O ato de amamentar não é amor apenas, e o desmame não é desamor. Amamentar e estar em sofrimento pode nos dar um indício de que algo não vai bem para essa mãe. Você diz que seu bebê tem 1 ano e 3 meses e você ainda mantém a livre demanda. É claro que estará exausta! Um bebê nessa idade já pode e deve conhecer alguns limites.
Penso que manteve a condição maternante em demasia. Você está preocupada se irá traumatizar sua filha, mas imagino o quanto esteja desgastada. E, se pede ajuda, me leva a crer que está no seu limite. Nenhuma relação de cuidado deve exaurir o outro a esse ponto. Os desmames malconduzidos acontecem nessas situações, quando as mães encontram-se exaustas.

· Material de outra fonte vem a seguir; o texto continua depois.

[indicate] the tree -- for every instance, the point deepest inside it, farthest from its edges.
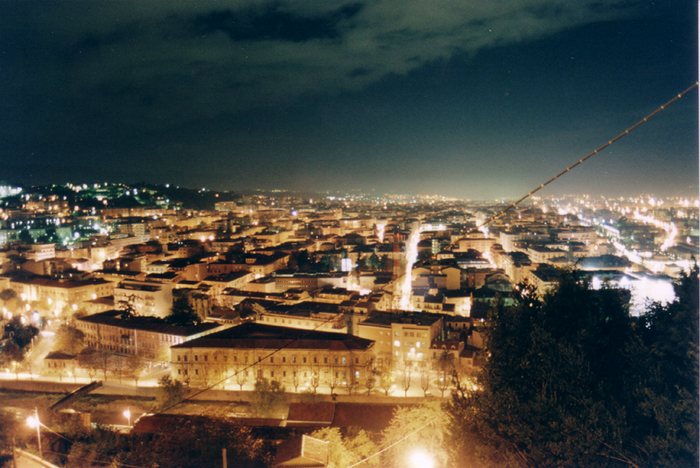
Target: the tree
(424, 426)
(135, 366)
(345, 451)
(445, 368)
(183, 314)
(241, 377)
(315, 380)
(386, 379)
(425, 381)
(371, 380)
(69, 339)
(268, 399)
(169, 391)
(17, 338)
(573, 379)
(406, 378)
(9, 428)
(9, 299)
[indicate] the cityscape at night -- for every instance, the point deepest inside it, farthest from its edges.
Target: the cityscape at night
(349, 234)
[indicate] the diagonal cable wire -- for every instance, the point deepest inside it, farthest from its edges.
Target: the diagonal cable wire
(594, 152)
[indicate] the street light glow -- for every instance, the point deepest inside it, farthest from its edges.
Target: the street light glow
(33, 422)
(420, 458)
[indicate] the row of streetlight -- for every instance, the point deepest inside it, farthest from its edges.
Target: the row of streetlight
(34, 422)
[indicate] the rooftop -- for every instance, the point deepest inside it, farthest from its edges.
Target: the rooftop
(251, 335)
(153, 324)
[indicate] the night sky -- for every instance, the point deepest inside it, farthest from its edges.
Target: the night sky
(476, 98)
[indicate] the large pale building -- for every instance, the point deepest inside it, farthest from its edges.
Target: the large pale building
(147, 337)
(147, 297)
(402, 338)
(299, 359)
(59, 295)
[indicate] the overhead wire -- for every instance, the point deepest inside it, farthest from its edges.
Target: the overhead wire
(566, 170)
(591, 154)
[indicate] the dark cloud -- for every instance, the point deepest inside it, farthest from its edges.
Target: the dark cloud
(284, 88)
(269, 23)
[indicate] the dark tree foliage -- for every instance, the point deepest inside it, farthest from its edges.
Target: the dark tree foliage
(573, 379)
(20, 335)
(183, 314)
(186, 444)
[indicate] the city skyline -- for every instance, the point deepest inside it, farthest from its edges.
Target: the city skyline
(476, 102)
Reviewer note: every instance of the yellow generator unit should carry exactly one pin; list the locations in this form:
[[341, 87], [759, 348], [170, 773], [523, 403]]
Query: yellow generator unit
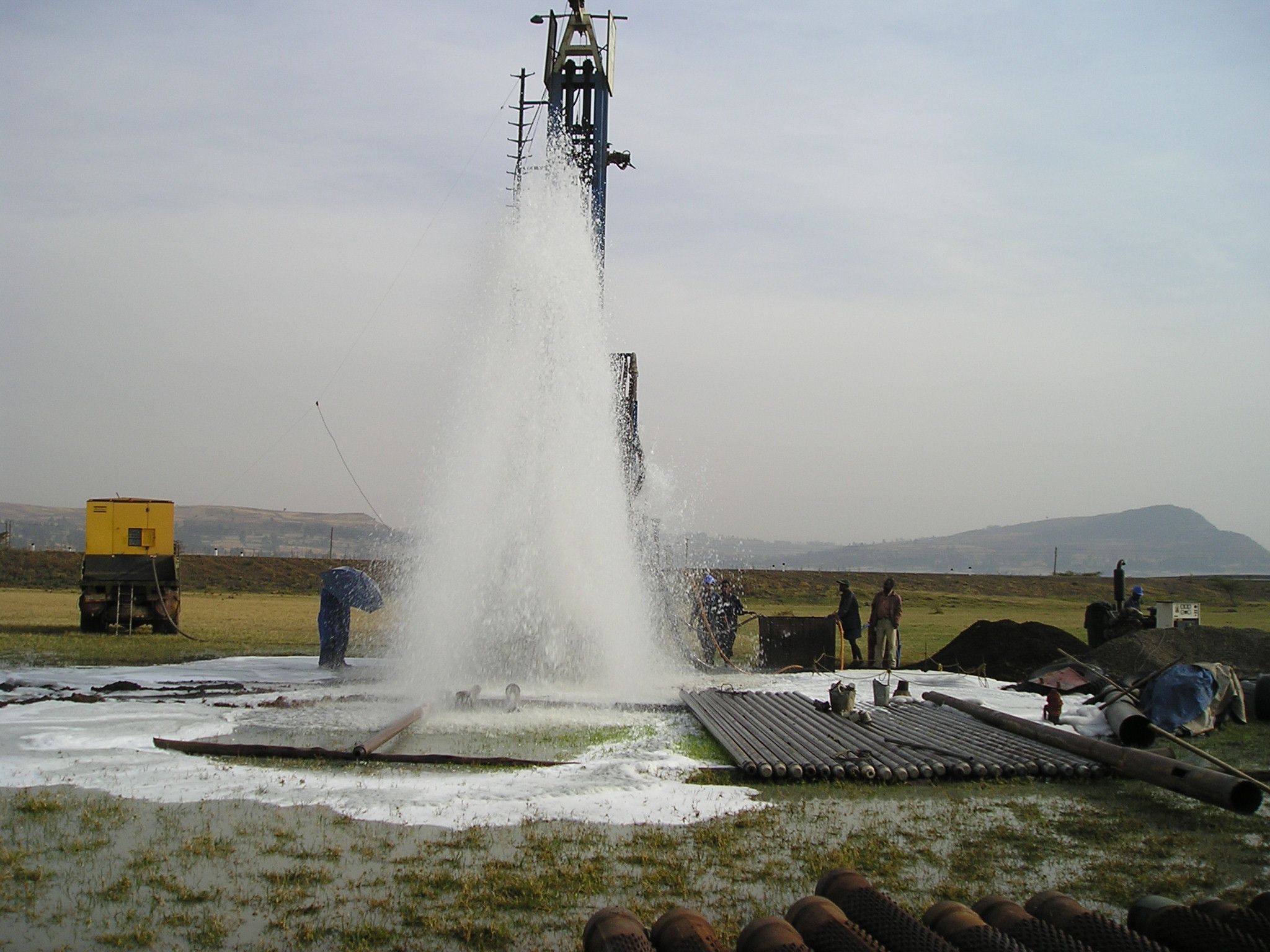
[[130, 573]]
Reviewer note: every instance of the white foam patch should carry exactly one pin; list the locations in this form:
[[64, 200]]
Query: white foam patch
[[109, 747]]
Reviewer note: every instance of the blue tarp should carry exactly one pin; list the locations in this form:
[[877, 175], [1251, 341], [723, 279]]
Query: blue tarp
[[1178, 696]]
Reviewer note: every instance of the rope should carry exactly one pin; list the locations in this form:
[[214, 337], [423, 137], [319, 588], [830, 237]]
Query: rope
[[346, 464], [163, 603]]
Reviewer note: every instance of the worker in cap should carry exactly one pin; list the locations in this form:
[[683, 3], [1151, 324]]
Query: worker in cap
[[849, 617], [1134, 602], [884, 627], [708, 617]]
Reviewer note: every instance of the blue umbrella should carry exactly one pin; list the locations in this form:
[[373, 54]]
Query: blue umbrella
[[353, 588]]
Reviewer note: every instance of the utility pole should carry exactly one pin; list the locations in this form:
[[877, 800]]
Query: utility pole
[[523, 134]]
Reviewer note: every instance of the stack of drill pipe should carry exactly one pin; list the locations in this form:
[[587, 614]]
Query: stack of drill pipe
[[963, 927], [1185, 930], [998, 747], [835, 758], [826, 928], [742, 747], [778, 751], [1236, 917], [685, 931], [1094, 930], [770, 935], [1222, 790], [615, 930], [1026, 930], [826, 729], [878, 914]]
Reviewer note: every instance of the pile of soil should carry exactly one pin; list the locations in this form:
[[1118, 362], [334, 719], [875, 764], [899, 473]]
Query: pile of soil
[[1008, 650], [1248, 650]]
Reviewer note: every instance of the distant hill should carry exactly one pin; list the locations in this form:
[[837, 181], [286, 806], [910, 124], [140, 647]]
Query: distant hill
[[1158, 540], [205, 530]]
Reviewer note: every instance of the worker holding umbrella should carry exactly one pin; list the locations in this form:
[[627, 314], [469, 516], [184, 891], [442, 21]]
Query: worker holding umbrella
[[342, 589]]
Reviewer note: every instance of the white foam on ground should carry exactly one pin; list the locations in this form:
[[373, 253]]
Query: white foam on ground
[[109, 747]]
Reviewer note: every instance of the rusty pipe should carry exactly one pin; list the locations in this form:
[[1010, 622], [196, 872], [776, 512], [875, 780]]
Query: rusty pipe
[[1026, 930], [1199, 782], [826, 928], [685, 931], [878, 914], [1094, 930], [770, 933], [963, 927], [615, 930], [384, 736]]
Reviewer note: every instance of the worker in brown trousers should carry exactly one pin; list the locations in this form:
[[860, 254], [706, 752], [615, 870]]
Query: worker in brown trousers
[[884, 627]]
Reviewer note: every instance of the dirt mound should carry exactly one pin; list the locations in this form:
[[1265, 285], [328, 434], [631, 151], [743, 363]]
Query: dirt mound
[[1008, 650], [1248, 650]]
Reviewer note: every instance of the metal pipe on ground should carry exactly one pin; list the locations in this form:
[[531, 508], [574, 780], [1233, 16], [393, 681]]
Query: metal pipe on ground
[[770, 935], [384, 736], [836, 756], [1126, 720], [886, 764], [1019, 924], [826, 928], [1094, 930], [748, 759], [1185, 930], [755, 705], [685, 931], [984, 762], [828, 759], [963, 927], [1199, 782], [615, 930], [742, 747], [784, 758], [1235, 917], [878, 914], [985, 736]]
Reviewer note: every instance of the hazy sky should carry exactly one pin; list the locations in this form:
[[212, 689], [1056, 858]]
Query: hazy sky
[[892, 270]]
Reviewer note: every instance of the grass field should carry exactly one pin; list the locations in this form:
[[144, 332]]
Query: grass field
[[82, 870], [42, 627]]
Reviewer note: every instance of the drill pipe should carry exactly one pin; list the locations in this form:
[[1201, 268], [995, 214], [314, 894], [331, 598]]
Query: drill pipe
[[878, 914], [851, 734], [685, 931], [384, 736], [1199, 782], [742, 747], [1184, 930], [1235, 917], [1036, 758], [774, 746], [786, 763], [1094, 930], [770, 935], [836, 757], [744, 756], [1026, 930], [970, 763], [753, 703], [963, 927], [775, 729], [615, 930], [830, 760], [826, 928]]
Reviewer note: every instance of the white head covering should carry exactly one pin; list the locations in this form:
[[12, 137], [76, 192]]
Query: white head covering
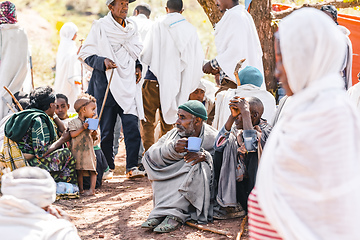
[[307, 183], [68, 30], [108, 2], [40, 191]]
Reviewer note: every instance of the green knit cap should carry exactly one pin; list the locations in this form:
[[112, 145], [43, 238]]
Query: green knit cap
[[196, 108]]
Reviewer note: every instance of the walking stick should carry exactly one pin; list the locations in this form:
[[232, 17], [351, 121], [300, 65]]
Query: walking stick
[[14, 98], [236, 71], [82, 71], [32, 73], [106, 94], [242, 227]]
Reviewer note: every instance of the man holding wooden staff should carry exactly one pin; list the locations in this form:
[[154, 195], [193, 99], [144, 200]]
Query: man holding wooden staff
[[114, 44]]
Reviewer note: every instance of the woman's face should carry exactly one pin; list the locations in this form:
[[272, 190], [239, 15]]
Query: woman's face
[[280, 72]]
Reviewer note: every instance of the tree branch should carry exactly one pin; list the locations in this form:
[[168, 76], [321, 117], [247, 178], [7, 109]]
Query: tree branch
[[336, 3]]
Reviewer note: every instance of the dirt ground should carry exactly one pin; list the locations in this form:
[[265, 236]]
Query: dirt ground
[[122, 205]]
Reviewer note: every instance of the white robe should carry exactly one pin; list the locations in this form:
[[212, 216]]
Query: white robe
[[308, 183], [107, 38], [236, 38], [173, 51], [222, 110], [13, 61], [68, 67], [20, 219]]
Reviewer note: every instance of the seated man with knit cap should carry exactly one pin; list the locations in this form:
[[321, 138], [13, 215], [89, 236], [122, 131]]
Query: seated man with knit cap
[[25, 211], [181, 179], [238, 149]]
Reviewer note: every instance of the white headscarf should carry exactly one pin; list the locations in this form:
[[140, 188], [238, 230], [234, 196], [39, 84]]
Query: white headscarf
[[68, 31], [307, 183], [40, 192]]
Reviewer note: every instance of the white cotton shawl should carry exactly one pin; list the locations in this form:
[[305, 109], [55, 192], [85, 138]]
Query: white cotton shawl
[[68, 67], [222, 110], [173, 51], [308, 180], [13, 61], [20, 219], [40, 192], [107, 38], [236, 38]]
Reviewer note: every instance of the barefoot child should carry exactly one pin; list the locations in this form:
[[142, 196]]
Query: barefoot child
[[82, 143]]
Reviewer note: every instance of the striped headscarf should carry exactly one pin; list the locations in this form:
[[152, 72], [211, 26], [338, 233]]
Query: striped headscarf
[[7, 13]]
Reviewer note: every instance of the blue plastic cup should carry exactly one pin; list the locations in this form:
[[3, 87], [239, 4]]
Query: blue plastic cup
[[93, 123], [194, 144]]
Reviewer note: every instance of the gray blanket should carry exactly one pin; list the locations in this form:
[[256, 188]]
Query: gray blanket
[[180, 189]]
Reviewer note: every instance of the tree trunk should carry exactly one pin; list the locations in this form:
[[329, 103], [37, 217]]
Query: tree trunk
[[261, 13], [211, 10]]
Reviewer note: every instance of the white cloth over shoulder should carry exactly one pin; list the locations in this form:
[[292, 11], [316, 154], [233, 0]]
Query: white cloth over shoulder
[[143, 24], [236, 38], [21, 213], [222, 110], [174, 53], [13, 61], [308, 180], [107, 38], [68, 67], [354, 93]]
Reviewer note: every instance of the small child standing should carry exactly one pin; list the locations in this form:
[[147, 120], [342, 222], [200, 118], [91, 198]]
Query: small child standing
[[82, 143]]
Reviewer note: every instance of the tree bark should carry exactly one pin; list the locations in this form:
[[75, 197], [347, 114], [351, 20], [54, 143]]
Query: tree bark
[[211, 10], [336, 3], [261, 13]]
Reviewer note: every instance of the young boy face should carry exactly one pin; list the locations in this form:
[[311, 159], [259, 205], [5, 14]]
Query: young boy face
[[198, 94], [61, 108]]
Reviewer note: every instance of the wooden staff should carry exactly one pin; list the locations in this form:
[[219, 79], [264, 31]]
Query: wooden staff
[[82, 71], [32, 73], [14, 98], [210, 229], [237, 68], [106, 94], [242, 227]]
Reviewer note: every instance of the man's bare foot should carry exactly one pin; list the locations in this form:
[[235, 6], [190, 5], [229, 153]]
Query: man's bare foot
[[89, 193]]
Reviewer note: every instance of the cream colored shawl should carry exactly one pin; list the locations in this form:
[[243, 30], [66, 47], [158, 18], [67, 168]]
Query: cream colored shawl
[[308, 179]]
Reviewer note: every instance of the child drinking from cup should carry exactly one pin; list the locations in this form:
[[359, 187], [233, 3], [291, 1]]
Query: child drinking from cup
[[82, 141]]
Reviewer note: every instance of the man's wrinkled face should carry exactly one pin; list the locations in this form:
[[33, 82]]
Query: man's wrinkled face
[[61, 108], [198, 94], [185, 123], [119, 8]]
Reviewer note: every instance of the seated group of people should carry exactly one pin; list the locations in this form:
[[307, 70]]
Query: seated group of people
[[215, 181]]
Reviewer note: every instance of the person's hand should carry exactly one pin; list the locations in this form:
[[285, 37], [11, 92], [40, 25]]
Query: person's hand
[[85, 125], [207, 68], [181, 145], [239, 103], [217, 79], [138, 74], [195, 157], [57, 212], [94, 135], [109, 64], [66, 136]]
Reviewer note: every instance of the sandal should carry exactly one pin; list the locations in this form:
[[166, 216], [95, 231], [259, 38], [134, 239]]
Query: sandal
[[152, 223], [166, 227]]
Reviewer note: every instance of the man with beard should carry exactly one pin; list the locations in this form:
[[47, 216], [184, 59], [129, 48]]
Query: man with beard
[[181, 180]]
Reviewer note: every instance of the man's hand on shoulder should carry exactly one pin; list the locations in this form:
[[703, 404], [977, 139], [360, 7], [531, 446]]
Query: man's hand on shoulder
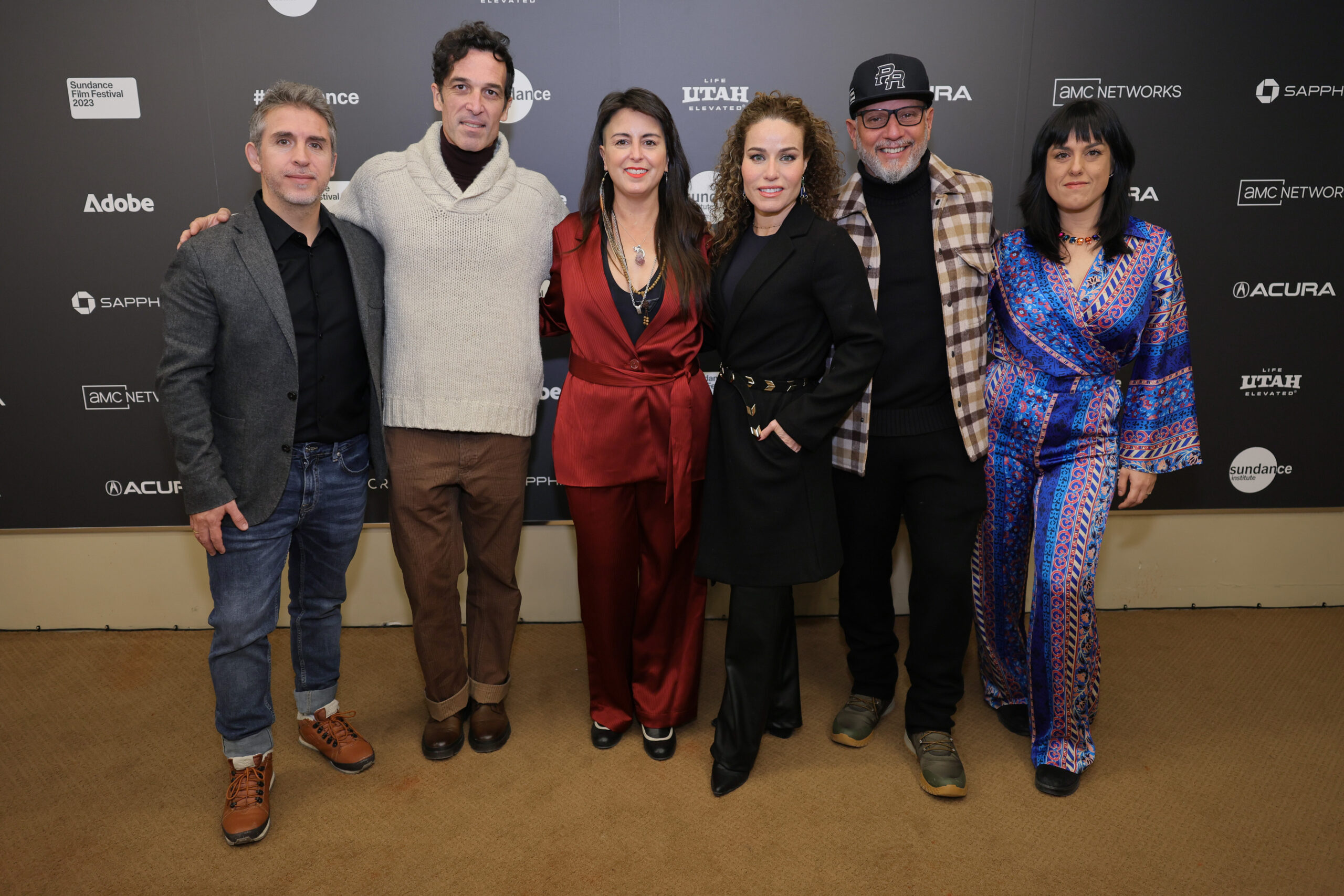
[[206, 525], [200, 225]]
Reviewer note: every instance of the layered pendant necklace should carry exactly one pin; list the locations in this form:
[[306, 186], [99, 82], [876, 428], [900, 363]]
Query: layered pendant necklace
[[613, 238], [1079, 241]]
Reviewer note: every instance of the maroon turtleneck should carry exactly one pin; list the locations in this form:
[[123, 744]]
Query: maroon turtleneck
[[464, 166]]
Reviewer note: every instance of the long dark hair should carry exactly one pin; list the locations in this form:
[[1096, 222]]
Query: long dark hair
[[680, 220], [822, 181], [1086, 120]]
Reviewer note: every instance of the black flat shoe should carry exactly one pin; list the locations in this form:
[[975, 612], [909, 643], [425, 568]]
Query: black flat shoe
[[659, 743], [725, 781], [604, 738], [1015, 718], [1055, 781]]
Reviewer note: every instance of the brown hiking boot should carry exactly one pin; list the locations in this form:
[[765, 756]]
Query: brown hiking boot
[[444, 738], [490, 727], [334, 738], [248, 800]]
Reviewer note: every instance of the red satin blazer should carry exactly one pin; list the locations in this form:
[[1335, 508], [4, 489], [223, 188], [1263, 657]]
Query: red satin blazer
[[627, 413]]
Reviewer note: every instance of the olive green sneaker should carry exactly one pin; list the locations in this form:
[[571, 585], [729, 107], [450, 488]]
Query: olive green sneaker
[[941, 773], [858, 719]]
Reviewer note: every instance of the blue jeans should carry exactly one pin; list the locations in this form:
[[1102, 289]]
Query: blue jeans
[[318, 525]]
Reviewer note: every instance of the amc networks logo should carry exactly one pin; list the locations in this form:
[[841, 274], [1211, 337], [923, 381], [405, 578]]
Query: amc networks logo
[[116, 488]]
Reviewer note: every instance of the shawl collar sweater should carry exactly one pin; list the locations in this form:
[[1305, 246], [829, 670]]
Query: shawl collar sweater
[[464, 273]]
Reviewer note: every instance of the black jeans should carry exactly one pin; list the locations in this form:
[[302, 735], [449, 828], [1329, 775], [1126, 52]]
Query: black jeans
[[761, 687], [941, 493]]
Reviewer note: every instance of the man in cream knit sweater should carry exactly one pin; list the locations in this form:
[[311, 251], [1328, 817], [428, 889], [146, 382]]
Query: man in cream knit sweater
[[467, 261], [467, 237]]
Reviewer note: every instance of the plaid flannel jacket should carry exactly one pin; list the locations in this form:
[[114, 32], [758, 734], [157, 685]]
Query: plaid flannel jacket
[[963, 237]]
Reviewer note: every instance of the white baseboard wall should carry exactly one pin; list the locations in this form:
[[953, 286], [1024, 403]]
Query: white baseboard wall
[[156, 578]]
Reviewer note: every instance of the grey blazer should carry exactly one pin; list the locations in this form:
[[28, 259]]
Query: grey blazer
[[230, 368]]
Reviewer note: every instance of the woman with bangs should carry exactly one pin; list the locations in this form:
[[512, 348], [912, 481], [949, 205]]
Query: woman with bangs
[[628, 285], [1078, 293], [790, 292]]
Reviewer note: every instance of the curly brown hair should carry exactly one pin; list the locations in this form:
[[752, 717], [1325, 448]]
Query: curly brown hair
[[822, 181]]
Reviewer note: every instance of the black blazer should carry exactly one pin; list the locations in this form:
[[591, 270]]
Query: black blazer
[[230, 363], [769, 512]]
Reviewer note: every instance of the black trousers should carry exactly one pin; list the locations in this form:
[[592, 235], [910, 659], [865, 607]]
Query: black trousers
[[941, 493], [761, 688]]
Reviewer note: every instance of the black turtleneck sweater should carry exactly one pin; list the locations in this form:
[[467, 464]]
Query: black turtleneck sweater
[[910, 388], [463, 164]]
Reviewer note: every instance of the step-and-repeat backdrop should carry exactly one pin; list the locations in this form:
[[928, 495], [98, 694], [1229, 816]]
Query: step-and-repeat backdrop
[[124, 121]]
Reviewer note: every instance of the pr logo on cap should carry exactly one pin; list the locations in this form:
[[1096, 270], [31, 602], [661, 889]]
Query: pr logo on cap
[[890, 77]]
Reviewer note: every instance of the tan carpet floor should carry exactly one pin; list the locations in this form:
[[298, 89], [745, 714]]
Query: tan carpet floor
[[1221, 743]]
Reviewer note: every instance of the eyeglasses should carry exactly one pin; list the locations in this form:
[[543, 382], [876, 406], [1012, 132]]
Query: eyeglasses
[[906, 117]]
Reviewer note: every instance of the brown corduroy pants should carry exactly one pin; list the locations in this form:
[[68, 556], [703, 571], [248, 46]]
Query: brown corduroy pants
[[452, 491]]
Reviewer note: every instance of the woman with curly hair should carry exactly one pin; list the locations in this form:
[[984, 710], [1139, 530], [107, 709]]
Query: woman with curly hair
[[790, 291]]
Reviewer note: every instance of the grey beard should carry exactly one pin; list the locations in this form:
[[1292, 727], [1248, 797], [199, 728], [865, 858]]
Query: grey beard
[[873, 162]]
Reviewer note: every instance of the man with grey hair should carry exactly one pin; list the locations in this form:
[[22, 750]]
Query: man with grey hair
[[270, 383], [915, 444]]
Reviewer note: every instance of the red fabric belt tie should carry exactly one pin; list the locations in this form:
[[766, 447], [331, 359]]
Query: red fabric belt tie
[[679, 433]]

Não tome o desmame como um evento. A mãe e o bebê precisam ir se preparando para ele. Ambos serão desmamados. Sim, a mãe também atravessará o desmame. O desmame de ser a única que cuida, que entende e que acolhe o bebê. Neste momento de tomada de decisão, inúmeras questões podem aparecer e dificultar o processo. É um momento muito bom para convocar o papai, incluí-lo na jogada, solicitar que se ocupe dos cuidados com o bebê.
Sem traumas será o desmame em que mãe e bebê fiquem bem. Com 1 ano e 3 meses sua filha já é capaz de suportar ir sendo desmamada. Imagino que ela já faça ao menos quatro grandes refeições. Portanto, vá substituindo as mamadas por outras coisas: brincadeiras, passeios e conversas. Converse com ela e diga o quanto já está grande e que não precisa mais mamar. Ofereça outras formas de acalanto que não o peito. É muito comum a mãe de bebês maiores ofertarem o seio para amansar o bebê. Mas temos o recurso da palavra. Em substituição à sucção, ofereça-as: se acalme, tá tudo bem, a mamãe está aqui, eu sei que doeu.
A gente vai desmamando os filhos ao longo da vida. Primeiro do útero, depois do peito, depois do quarto, da disponibilidade absoluta... De nossa parte, enquanto mães, é importante suportarmos que o bebê vá se interessando por outras coisas e nos permitindo nos interessar por outras também, além dele, que é fofinho, lindinho e quentinho.
A mãe deve aprender que outras pessoas também podem e devem se ocupar do bebê. A criança pertence a uma família ampliada, a uma sociedade, e precisa também saber que pode contar com outras figuras de apoio para suas necessidades.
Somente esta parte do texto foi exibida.